А что узнала я впервые — так это опыты Бема в области фрейдистского, психоаналитического литературоведения (не увлекли!) и его выступления в роли актуального критика (в берлинском «Руле» и варшавских газетах). Их-то читаешь с нешуточным волнением — ибо все российские полемики носят циклический характер, и в дне позавчерашнем узнаешь «литературное сегодня». Спор с Г. Адамовичем о Пушкине («мы смертельно боимся всякого культа, всякой канонизации», — но и Адамович прав: молодым поэтам естественно «перешагивать» через Пушкина, от того не убудет); спор о Маяковском, где Бем, чтя огромный дар чужака, становится на сторону Р. Якобсона против желчного В. Ходасевича; мысли о «соблазне простоты» в поэзии (интересно, читал ли «поверх барьеров» эту статью 1934 года уже впавший в «неслыханную простоту» Пастернак); наконец, «не перешли ли мы просто на роль литературы провинциальной?» — на вопрос, поставленный в 1933 году, ответа у меня нет.

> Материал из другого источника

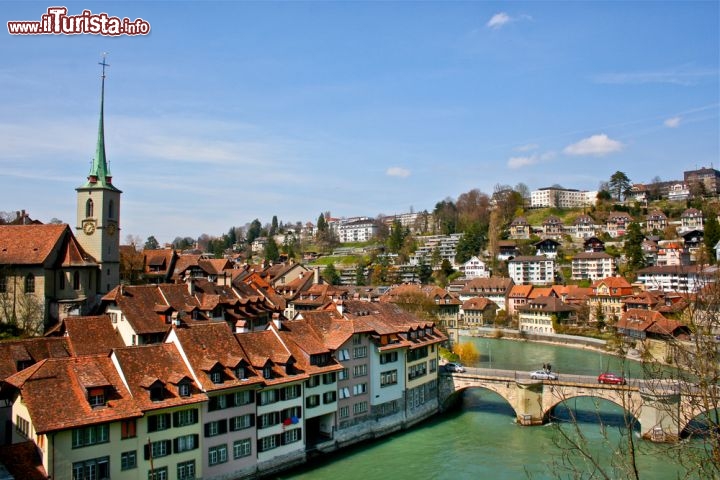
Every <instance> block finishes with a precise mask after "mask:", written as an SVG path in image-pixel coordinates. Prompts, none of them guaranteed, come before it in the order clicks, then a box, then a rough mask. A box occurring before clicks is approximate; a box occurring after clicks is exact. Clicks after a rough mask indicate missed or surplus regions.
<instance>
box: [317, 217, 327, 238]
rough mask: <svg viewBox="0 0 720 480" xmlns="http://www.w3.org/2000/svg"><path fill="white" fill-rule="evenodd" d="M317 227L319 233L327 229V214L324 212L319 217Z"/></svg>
mask: <svg viewBox="0 0 720 480" xmlns="http://www.w3.org/2000/svg"><path fill="white" fill-rule="evenodd" d="M317 229H318V234H321V233H325V231H327V222H326V221H325V215H323V214H322V213H321V214H320V216H319V217H318V224H317Z"/></svg>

Как, верно, многие, с опозданием узнала я и о вехах жизни Бема, о его участии в знаменитом пушкинском семинарии С. А. Венгерова, о разнообразной деятельности в пражской эмиграции; о его искалеченной детским параличом телесной оболочке и внешности «доброго гнома» (графический портрет работы поэта А. Фотинского), о его аресте после взятия Праги советскими войсками и, видимо, тут же приключившейся гибели.
В предисловии написано о необходимости полного издания трудов А. Л. Бема. Еще бы!